We were never young. We were just too afraid of ourselves. No one told us who we were or what we were or where all our parents went. They would arrive like ghosts, visiting us for a morning, an afternoon. They would sit with us or walk around the grounds, to laugh or cry or toss us in the air while we screamed. Then they’d disappear again, for weeks, for months, for years, leaving us alone with our memories and dreams, our questions and confusion. …
So begins Hollywood Park, Mikel Jollett’s remarkable memoir. His story opens in an experimental commune in California, which later morphed into the Church of Synanon, one of the country’s most infamous and dangerous cults. Per the leader’s mandate, all children, including Jollett and his older brother, were separated from their parents when they were six months old, and handed over to the cult’s “School.” After spending years in what was essentially an orphanage, Mikel escaped the cult one morning with his mother and older brother.
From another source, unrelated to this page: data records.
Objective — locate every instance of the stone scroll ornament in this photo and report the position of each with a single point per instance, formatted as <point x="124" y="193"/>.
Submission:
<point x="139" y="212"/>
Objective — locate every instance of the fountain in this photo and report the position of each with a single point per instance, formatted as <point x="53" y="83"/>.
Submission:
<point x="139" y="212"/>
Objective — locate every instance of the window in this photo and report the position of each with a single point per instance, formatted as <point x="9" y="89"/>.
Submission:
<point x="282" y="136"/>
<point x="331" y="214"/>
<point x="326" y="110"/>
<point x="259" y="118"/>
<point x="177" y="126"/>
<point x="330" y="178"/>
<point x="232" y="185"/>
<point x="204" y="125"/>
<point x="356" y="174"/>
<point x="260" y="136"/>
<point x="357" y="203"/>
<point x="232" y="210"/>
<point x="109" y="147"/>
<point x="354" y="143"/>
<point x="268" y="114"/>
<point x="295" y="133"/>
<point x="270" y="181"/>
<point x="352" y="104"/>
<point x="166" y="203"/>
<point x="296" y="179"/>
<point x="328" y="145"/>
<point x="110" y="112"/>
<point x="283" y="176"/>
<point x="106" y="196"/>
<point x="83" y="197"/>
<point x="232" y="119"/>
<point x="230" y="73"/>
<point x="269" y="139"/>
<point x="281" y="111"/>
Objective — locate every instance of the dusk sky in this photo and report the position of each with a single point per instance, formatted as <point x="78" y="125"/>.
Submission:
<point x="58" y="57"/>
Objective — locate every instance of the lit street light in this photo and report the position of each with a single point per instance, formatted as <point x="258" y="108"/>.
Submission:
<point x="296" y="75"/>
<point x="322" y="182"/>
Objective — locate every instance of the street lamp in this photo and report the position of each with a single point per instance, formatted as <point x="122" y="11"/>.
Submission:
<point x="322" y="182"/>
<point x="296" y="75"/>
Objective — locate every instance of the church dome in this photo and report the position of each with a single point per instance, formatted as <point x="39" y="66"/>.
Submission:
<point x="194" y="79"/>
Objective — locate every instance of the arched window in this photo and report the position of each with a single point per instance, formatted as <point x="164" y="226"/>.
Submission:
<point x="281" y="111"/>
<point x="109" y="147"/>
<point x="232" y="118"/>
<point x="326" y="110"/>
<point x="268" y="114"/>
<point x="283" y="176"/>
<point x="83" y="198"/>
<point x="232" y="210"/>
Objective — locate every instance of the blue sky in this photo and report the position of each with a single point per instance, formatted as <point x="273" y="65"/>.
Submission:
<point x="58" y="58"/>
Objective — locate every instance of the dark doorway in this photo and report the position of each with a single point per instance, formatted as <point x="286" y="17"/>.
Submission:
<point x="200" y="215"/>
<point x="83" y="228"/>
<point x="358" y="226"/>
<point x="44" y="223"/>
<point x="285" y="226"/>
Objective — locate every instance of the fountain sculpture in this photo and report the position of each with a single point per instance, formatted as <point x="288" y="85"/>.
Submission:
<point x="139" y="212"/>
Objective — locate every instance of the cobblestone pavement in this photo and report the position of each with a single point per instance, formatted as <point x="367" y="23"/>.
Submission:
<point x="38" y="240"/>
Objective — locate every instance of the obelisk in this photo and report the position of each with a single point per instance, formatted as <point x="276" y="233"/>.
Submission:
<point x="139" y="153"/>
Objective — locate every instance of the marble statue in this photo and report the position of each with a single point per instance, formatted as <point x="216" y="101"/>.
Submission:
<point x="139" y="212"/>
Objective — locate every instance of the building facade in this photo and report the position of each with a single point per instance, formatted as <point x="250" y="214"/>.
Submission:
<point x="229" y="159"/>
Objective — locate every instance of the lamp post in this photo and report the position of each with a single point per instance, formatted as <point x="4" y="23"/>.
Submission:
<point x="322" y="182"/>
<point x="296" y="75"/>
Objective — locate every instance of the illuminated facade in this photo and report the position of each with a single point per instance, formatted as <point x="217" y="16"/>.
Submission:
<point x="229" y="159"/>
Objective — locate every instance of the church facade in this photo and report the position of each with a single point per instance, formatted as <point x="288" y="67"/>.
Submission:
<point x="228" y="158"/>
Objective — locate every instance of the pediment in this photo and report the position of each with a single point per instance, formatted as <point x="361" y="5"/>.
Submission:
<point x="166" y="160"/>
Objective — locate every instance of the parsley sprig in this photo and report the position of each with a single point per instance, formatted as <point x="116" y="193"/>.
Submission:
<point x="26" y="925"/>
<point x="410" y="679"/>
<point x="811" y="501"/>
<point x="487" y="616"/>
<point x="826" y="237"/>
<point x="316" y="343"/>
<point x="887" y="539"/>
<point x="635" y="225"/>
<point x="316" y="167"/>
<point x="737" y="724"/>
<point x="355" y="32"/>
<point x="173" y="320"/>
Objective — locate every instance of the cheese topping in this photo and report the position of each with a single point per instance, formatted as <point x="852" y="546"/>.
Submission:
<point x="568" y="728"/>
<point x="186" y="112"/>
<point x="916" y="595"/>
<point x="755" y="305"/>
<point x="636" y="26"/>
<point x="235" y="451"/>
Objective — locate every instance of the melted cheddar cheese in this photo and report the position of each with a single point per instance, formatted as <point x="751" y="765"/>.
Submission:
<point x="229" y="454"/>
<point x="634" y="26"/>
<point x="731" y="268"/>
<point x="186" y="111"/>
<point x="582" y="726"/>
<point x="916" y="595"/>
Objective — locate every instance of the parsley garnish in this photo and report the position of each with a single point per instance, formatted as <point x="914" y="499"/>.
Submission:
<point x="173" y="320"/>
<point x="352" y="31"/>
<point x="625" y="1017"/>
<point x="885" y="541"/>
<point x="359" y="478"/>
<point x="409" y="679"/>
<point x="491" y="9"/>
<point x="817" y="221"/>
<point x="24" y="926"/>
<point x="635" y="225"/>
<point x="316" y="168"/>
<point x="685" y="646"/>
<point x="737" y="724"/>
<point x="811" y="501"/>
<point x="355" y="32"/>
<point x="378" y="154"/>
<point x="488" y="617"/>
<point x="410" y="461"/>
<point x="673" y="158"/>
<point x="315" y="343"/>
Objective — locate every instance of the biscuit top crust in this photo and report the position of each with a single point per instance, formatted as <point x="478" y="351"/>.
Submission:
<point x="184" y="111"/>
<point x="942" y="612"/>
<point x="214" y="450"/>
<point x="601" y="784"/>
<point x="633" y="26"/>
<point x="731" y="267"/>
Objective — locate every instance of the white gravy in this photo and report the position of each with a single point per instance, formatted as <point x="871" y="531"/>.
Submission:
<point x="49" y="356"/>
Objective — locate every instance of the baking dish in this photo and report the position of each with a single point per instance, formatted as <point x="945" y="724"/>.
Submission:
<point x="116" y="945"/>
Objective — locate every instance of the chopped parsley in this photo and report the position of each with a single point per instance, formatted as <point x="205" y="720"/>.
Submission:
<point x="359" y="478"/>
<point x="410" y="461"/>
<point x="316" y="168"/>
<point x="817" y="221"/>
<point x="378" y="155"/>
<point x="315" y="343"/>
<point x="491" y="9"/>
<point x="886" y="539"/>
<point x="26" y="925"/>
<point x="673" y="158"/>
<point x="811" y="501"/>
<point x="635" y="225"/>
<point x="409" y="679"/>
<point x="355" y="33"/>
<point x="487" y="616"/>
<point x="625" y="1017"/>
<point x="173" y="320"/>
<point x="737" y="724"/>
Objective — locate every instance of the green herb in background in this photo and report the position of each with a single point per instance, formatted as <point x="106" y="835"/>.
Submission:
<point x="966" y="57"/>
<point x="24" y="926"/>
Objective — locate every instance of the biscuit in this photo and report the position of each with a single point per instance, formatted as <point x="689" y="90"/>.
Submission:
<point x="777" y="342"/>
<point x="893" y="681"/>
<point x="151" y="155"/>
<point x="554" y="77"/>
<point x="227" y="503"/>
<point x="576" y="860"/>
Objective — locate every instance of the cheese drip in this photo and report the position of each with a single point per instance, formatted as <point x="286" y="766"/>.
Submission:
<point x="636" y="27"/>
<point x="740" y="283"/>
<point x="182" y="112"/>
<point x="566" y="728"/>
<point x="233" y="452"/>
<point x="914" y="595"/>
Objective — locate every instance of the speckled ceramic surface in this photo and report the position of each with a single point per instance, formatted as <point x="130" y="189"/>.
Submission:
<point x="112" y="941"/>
But in many ways, life outside Synanon was even harder and more erratic.
In his raw, poetic and powerful voice, Jollett portrays a childhood filled with abject poverty, trauma, emotional abuse, delinquency and the lure of drugs and alcohol. Raised by a clinically depressed mother, tormented by his angry older brother, subjected to the unpredictability of troubled step-fathers and longing for contact with his father, a former heroin addict and ex-con, Jollett slowly, often painfully, builds a life that leads him to Stanford University and, eventually, to finding his voice as a writer and musician.
Before reading this book, I had not heard of Jollett or his band The Airborne Toxic Event. Yes, I am an older music fan so some of the newer bands from the 21st Century have slipped under my radar. But when our Volumaniacs' Book Club chose this title for August, I wanted to check out both the book and the music. I am so glad I did!
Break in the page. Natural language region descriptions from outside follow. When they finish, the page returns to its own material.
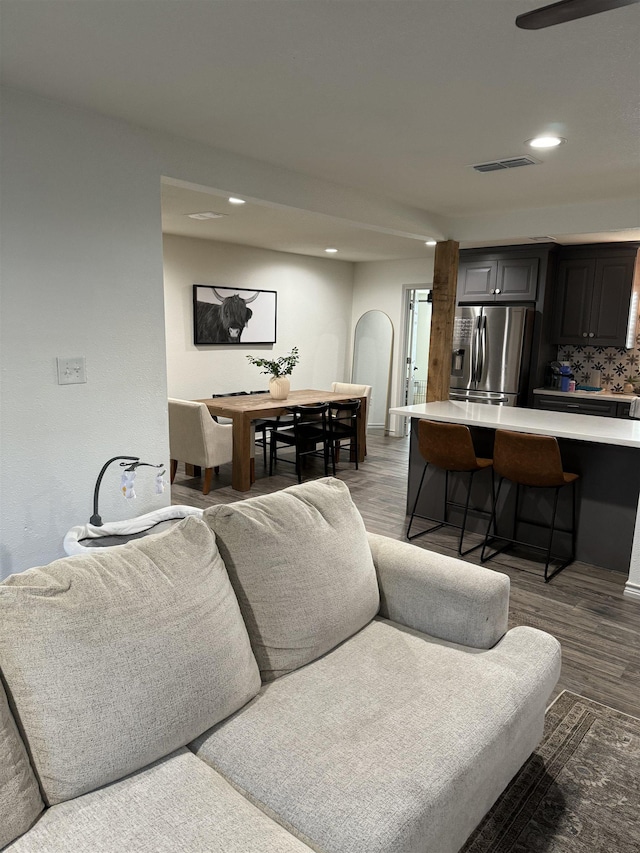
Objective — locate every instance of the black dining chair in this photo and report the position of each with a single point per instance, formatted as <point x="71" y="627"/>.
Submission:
<point x="309" y="428"/>
<point x="343" y="426"/>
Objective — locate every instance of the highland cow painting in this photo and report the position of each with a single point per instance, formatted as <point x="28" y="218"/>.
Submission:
<point x="233" y="315"/>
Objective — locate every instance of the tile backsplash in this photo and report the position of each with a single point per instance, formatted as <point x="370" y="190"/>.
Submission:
<point x="616" y="364"/>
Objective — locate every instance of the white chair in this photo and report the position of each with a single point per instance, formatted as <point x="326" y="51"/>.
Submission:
<point x="196" y="439"/>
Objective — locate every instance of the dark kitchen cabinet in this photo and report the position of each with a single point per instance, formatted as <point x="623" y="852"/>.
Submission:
<point x="495" y="279"/>
<point x="593" y="297"/>
<point x="577" y="405"/>
<point x="581" y="405"/>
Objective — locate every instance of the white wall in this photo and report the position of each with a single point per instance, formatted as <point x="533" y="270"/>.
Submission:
<point x="81" y="275"/>
<point x="314" y="314"/>
<point x="381" y="285"/>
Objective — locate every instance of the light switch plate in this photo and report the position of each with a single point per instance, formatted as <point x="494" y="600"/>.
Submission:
<point x="72" y="370"/>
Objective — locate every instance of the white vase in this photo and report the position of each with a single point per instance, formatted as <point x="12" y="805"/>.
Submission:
<point x="279" y="387"/>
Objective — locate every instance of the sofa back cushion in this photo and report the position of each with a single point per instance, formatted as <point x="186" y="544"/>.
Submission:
<point x="20" y="800"/>
<point x="301" y="566"/>
<point x="116" y="659"/>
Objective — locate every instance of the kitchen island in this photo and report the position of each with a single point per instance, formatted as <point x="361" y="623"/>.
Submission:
<point x="605" y="452"/>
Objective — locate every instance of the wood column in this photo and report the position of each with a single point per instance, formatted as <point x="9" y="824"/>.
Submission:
<point x="445" y="282"/>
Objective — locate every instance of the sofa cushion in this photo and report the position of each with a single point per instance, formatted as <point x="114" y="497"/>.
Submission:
<point x="117" y="658"/>
<point x="176" y="804"/>
<point x="302" y="569"/>
<point x="392" y="743"/>
<point x="20" y="800"/>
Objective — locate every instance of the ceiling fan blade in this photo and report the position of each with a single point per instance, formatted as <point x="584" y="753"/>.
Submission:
<point x="566" y="10"/>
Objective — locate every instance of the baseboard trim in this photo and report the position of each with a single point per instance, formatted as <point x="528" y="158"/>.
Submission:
<point x="632" y="590"/>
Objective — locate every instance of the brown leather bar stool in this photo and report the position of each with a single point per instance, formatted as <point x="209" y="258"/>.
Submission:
<point x="533" y="461"/>
<point x="450" y="448"/>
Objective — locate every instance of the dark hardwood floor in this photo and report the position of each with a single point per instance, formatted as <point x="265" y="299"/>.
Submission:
<point x="583" y="606"/>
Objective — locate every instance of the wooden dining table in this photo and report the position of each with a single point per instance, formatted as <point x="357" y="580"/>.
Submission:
<point x="243" y="409"/>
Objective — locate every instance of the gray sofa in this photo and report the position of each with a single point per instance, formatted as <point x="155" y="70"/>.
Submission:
<point x="290" y="683"/>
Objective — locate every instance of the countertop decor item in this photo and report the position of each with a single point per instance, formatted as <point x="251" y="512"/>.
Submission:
<point x="280" y="369"/>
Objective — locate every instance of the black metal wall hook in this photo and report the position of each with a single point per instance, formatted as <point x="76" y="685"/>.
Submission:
<point x="131" y="463"/>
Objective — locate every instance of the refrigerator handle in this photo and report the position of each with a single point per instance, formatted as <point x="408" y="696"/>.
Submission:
<point x="482" y="346"/>
<point x="474" y="351"/>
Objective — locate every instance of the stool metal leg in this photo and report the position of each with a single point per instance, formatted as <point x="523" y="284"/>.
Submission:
<point x="572" y="556"/>
<point x="413" y="511"/>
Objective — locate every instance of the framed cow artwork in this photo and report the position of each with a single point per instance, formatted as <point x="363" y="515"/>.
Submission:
<point x="233" y="315"/>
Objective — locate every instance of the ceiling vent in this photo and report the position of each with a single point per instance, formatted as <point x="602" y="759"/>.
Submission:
<point x="507" y="163"/>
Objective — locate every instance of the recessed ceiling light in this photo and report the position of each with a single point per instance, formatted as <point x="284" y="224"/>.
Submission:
<point x="208" y="214"/>
<point x="545" y="142"/>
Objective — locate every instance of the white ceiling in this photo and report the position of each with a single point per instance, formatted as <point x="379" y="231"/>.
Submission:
<point x="396" y="98"/>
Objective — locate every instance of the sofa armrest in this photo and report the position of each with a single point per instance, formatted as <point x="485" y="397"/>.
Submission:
<point x="440" y="596"/>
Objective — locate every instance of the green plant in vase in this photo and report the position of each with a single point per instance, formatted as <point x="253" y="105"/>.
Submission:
<point x="279" y="369"/>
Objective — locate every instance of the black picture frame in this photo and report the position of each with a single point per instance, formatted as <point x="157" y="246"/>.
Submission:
<point x="224" y="316"/>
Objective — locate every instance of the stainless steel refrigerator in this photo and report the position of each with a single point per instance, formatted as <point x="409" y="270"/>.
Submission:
<point x="491" y="353"/>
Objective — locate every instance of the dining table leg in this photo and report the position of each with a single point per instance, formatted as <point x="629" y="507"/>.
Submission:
<point x="241" y="462"/>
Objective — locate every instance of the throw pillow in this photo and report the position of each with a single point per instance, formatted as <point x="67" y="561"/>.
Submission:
<point x="302" y="570"/>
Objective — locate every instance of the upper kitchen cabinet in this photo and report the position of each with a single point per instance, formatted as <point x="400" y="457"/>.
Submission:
<point x="594" y="297"/>
<point x="491" y="278"/>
This memoir reads more like a fiction book in that it is poetic, symbolic and thematic. This is a huge compliment from me since, as a librarian, I read a lot of books and some are not always very good. This one is exceptionally good. It goes to show how powerful of a writer Jollett is. And that, of course, is expected when one listens to the songs by his band. The songs are real, honest and deep. Not all musicians are good at writing prose though; he is the exception there. I have become an instant fan.
There are a lot of heavy emotional and personal things in this memoir. Jollett focuses on that, keeping the music industry stuff to less than the last third of the book. Again, not the norm for memoirs, but also very refreshing. This is not a name-dropper piece; those that do get dropped are there for a reason and support the narrative of the story he is telling. This is a story about struggle, survival, coping and moving forward. It is a great message for everyone.